I might look sweet and innocent my but mind is full of dark fantasies. It’s been this way longer than not, and I wouldn’t change it if I could. I am deeply obsessed with some of the most disturbing things, and when my mind wanders I have this to feed my craving. My rape fantasies are intense and hardcore. I crave snuff, ageplay, and the dirtiest things imaginable. I love being ‘forced’ to do things but really in the back of my mind knowing I want to do it so badly. Being used is what I was made for and I have eagerly accepted that since a very young age when my innocence was stripped of me by my very own Daddy. He’s the one who made me this way, this corrupt little girl.
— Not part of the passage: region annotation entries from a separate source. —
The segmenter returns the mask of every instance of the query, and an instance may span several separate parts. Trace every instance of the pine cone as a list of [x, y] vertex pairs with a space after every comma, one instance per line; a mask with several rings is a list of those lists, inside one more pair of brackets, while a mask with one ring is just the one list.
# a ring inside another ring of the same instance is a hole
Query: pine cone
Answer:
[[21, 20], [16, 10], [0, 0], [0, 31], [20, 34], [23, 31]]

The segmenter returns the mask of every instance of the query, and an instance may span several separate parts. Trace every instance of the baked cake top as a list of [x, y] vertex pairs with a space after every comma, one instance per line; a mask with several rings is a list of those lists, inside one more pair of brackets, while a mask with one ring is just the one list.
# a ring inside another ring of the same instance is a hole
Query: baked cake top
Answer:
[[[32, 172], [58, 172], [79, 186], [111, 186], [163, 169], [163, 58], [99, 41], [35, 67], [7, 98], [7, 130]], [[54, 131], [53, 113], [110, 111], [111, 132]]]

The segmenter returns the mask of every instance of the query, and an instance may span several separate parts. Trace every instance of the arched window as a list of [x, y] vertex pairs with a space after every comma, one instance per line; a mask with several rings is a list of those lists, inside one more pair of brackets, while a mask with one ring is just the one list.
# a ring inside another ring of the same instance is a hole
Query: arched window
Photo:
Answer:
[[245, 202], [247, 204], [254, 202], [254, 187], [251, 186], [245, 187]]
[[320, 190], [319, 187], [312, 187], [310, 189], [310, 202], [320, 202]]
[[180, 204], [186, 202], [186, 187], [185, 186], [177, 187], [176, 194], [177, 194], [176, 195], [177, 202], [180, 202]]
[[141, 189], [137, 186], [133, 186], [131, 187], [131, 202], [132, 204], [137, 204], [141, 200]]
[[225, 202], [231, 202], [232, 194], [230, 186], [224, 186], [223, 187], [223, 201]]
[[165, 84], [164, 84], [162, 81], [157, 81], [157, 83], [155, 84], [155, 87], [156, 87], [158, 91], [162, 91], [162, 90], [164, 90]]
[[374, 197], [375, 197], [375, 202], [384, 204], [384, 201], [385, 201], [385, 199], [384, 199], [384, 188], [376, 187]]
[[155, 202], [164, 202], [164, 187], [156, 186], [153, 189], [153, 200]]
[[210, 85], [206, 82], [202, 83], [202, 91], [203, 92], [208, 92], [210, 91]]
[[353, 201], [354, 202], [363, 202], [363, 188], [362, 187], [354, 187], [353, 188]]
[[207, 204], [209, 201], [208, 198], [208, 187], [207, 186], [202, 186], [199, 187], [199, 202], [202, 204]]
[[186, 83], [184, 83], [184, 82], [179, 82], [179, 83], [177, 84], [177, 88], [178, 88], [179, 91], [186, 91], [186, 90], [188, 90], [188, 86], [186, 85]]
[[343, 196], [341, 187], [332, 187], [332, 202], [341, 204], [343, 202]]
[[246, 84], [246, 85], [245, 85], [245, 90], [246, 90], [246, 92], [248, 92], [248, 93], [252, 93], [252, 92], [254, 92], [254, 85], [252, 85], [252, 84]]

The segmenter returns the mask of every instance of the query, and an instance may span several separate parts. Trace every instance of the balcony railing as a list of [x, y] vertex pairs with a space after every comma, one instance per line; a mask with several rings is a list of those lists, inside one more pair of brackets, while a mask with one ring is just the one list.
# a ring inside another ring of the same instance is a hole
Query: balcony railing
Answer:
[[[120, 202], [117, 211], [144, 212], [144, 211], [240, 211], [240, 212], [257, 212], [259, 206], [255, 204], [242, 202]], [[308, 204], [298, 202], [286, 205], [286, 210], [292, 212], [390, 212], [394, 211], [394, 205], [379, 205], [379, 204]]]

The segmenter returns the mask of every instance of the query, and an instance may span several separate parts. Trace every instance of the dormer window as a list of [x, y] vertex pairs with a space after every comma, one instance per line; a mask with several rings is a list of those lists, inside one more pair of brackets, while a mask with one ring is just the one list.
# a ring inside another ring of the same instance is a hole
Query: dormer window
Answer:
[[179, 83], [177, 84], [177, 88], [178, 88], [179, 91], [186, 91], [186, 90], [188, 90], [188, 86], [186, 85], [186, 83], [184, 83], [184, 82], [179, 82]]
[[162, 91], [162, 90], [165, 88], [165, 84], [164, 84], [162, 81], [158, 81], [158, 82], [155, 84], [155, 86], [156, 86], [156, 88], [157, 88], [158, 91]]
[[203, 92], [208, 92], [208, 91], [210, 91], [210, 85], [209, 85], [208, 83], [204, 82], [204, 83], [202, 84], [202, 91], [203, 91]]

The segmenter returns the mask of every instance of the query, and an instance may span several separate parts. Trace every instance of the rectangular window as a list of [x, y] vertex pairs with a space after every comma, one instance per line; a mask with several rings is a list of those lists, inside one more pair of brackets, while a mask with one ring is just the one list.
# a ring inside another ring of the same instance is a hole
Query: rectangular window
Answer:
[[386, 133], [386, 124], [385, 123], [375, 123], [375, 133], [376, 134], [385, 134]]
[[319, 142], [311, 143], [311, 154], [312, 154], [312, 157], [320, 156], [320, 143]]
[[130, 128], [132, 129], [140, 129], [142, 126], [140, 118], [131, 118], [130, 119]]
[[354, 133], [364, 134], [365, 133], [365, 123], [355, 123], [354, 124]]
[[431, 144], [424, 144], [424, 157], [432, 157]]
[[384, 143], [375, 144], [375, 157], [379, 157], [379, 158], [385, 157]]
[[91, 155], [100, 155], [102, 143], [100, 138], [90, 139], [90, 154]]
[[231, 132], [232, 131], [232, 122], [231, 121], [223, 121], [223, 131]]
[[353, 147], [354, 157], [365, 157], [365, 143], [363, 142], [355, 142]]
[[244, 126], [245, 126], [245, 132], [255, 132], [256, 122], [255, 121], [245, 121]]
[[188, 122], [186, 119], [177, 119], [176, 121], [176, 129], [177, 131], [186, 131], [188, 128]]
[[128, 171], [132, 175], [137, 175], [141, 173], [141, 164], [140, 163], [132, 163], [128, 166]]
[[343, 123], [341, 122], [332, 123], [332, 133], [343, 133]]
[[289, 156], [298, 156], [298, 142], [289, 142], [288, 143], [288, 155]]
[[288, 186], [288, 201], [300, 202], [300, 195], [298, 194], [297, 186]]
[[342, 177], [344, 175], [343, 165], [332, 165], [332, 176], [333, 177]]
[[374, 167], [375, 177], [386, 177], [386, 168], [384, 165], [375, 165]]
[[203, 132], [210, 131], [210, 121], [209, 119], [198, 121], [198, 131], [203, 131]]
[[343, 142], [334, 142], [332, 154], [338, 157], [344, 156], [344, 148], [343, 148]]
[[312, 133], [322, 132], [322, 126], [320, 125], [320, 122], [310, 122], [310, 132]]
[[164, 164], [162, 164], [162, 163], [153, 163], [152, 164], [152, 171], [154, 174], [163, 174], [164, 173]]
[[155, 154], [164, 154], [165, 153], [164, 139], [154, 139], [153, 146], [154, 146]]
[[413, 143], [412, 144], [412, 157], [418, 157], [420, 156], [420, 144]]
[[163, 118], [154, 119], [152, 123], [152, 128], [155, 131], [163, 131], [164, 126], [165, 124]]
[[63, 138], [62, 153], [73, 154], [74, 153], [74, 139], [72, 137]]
I don’t care who knows because I’ve embraced my dirty mind and desires my dark fetishes I think of when I’m alone. Soon I won’t be alone soon I’ll be someone else victim again.

Elsa

855-609-0571

I have so many dark fantasies

dark fantasiesI have so many dark fantasies, every night when I go to sleep they dance in my head and make me want to go out and kill! I have a blood lust that I simply can NOT contain… nor do I want to. I enjoy killing and torture and forcing unwilling bitches to do all kinds of humiliating degrading things… and in the end, they all end up begging me to kill them just to end their pain. I can hear their screams and see all that blood and let me tell you, nothing gets me wetter! Can’t you just picture it? A young whore tied to the bed, so many men waiting on their chance to get to brutally fuck her, she is barely conscious and completely helpless. Her blood is everywhere and she is begging for us to kill her… but we won’t! We are relishing her pain like fine wine and we are going to make it last all night long!